This is not a hermeneutics question, but rather, a Greek grammar question inspired by a verse from the Bible. Adverbial clauses are common to English, Ancient Greek, and Latin, and I believe there is an adverbial clause in this verse. My question is: how common is it for an accusative noun to stand on its own with a modifying participle, inside an adverbial clause?
(Eph. 1:16) οὐ παύομαι εὐχαριστῶν ὑπὲρ ὑμῶν μνείαν ποιούμενος ἐπὶ τῶν προσευχῶν μου,
I do not cease giving thanks for you, a remembrance being made in my prayers,
In the above verse from Ephesians, the clause μνείαν ποιούμενος ἐπὶ τῶν προσευχῶν μου seems to be adverbial, as it modifies the action of the previous clause. It describes how he is giving thanks, by making a remembrance in his prayers.

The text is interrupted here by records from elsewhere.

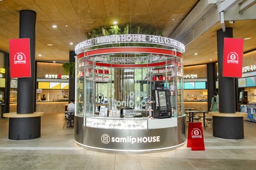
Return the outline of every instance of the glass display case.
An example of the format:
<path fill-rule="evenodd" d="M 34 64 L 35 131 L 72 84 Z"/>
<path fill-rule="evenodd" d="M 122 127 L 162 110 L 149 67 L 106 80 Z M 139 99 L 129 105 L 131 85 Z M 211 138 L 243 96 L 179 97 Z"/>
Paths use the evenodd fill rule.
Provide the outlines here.
<path fill-rule="evenodd" d="M 116 129 L 147 129 L 146 118 L 118 118 L 107 117 L 87 117 L 86 126 Z"/>
<path fill-rule="evenodd" d="M 207 95 L 187 95 L 185 101 L 207 101 Z"/>
<path fill-rule="evenodd" d="M 183 59 L 174 56 L 169 64 L 167 58 L 164 59 L 165 67 L 149 68 L 149 91 L 157 89 L 169 89 L 172 116 L 183 116 Z"/>

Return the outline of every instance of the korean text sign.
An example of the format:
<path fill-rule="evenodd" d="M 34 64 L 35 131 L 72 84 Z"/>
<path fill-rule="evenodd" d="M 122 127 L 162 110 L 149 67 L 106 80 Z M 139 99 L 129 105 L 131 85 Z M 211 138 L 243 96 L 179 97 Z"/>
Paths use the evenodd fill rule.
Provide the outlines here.
<path fill-rule="evenodd" d="M 244 39 L 224 38 L 223 77 L 242 77 Z"/>
<path fill-rule="evenodd" d="M 31 77 L 29 38 L 9 40 L 11 78 Z"/>

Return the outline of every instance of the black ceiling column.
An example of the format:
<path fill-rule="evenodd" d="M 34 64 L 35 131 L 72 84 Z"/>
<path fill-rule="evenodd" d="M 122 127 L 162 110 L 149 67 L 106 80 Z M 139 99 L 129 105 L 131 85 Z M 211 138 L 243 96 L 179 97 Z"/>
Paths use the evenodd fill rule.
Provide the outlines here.
<path fill-rule="evenodd" d="M 36 18 L 34 11 L 22 10 L 20 12 L 20 38 L 30 38 L 31 77 L 18 79 L 17 113 L 34 112 Z"/>
<path fill-rule="evenodd" d="M 76 62 L 76 54 L 74 51 L 71 51 L 69 52 L 69 62 Z M 72 77 L 71 72 L 69 73 L 69 78 L 68 80 L 68 99 L 70 101 L 70 99 L 75 99 L 75 89 L 76 87 L 75 86 L 75 80 L 76 80 L 76 75 L 75 75 L 73 77 Z"/>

You can see that the noun μνείαν ("remembrance") is in the accusative, which strikes me as interesting. It is this observation which prompted me to ask my question, of how common it is to find an accusative noun introducing an adverbial dependent clause.
I would be interested in the feedback of any Greek scholars here, or any Latin scholars who find a parallel in the Latin language. I have not encountered examples like this of adverbial clauses, but perhaps you have in your readings of Attic Greek, Koine Greek, or Latin.
I am also tempted to call it an a.c.p — accusativus cum participio. Is there such a thing!?